The International Olympic Committee (IOC) confirmed today the inclusion of ski slopestyle (men and women), snowboard slopestyle (men and women) and snowboard parallel special slalom (men and women) on the sports programme of the 2014 Olympic Winter Games in Sochi.
The decision was taken by the IOC Executive Board (EB) ahead of the 123rd IOC Session in Durban, South Africa, and follows the inclusion in April of ski halfpipe (men and women), womens ski jumping, biathlon mixed relay, figure skating team event and luge team relay.
We are very pleased with the addition of ski and snowboard slopestyle and snowboard special slalom in the Olympic Winter Games programme, said IOC President Jacques Rogge. Such events provide great entertainment for the spectators and add further youthful appeal to our already action-packed lineup of Olympic winter sports. We look forward to welcoming all the athletes to Sochi in 2014.
The Olympic Programme Commission (OPC) initially proposed the inclusion of the events to the EB in Acapulco in October last year. The OPC studied the proposal of the individual International Sports Federations and, at the request of the EB, compiled a detailed analysis of all candidate events at their respective world championships last winter. The decision was also based on an operational feasibility study undertaken by the organisers of the Sochi 2014 Olympic Games.
The EB also agreed on a shortlist of sports that will be considered for inclusion in the sports programme of the 2020 Olympiad. The sports are: baseball, karate, roller sports, softball, sports climbing, squash, wakeboard and wushu, one of which could be added to the 2020 sports programme to be voted on by the 125th IOC Session in Buenos Aires in 2013. The programme can include a maximum of 28 sports.
It’s not quite martial as it has no contact, no competition in a martial sense and on the other side, it is martial gymnastics, but floor gymnastics is easily as or even more difficult than wu shu.
so it’s hard to say if it will make it to olympic status. I am doubting it.

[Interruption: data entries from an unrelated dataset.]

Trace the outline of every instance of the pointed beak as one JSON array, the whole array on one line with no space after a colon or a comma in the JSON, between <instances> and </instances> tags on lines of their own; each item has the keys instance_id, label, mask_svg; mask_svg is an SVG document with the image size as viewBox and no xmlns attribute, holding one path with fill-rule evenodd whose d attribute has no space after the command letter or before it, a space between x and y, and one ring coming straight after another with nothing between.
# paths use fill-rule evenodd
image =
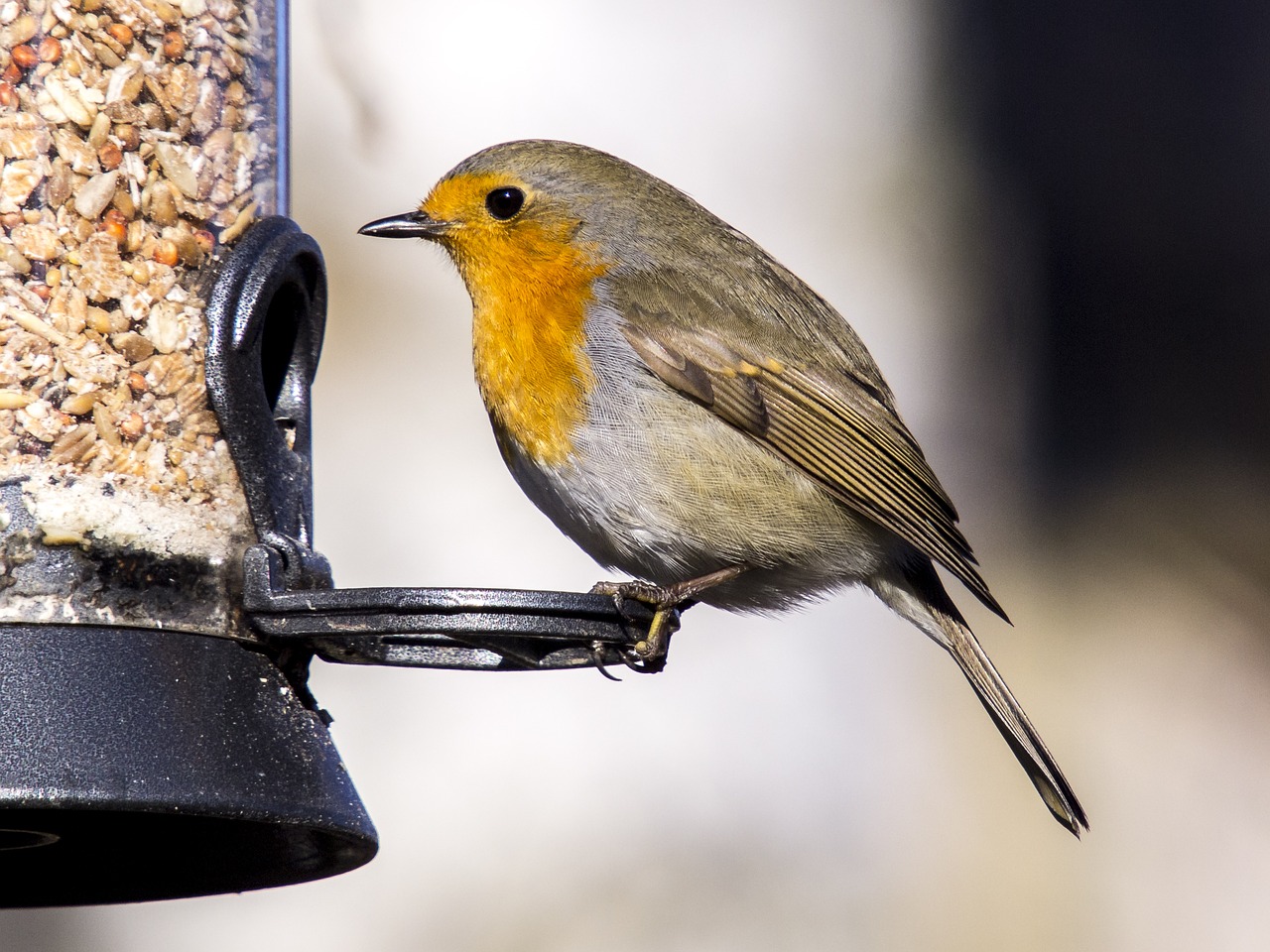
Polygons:
<instances>
[{"instance_id":1,"label":"pointed beak","mask_svg":"<svg viewBox=\"0 0 1270 952\"><path fill-rule=\"evenodd\" d=\"M429 218L423 212L406 212L390 218L380 218L357 230L371 237L425 237L438 239L455 226L453 222Z\"/></svg>"}]
</instances>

I think it would be a good sport for the olympics. I’m always impressed by their athleticism and i’d love watching countries compete against each other.
I’m also hoping for some olympic karate, but I think that between Taekwondo, Boxing, Wrestling, and Judo it doesn’t stand much of a chance.
That is very interesting what you write about The Waywardness of Wushu. You should write a whole article on that subject. Wonder if the IWUF has been unintentionally inhibiting the uptake of Wushu…
[QUOTE=YinOrYan;1321557]That is very interesting what you write about The Waywardness of Wushu. You should write a whole article on that subject. Wonder if the IWUF has been unintentionally inhibiting the uptake of Wushu…[/QUOTE] I’ve written dozens of articles on this topic over the years. Check the back issues and the ezine archive. I daresay that no one covered this as extensively as we did in North America.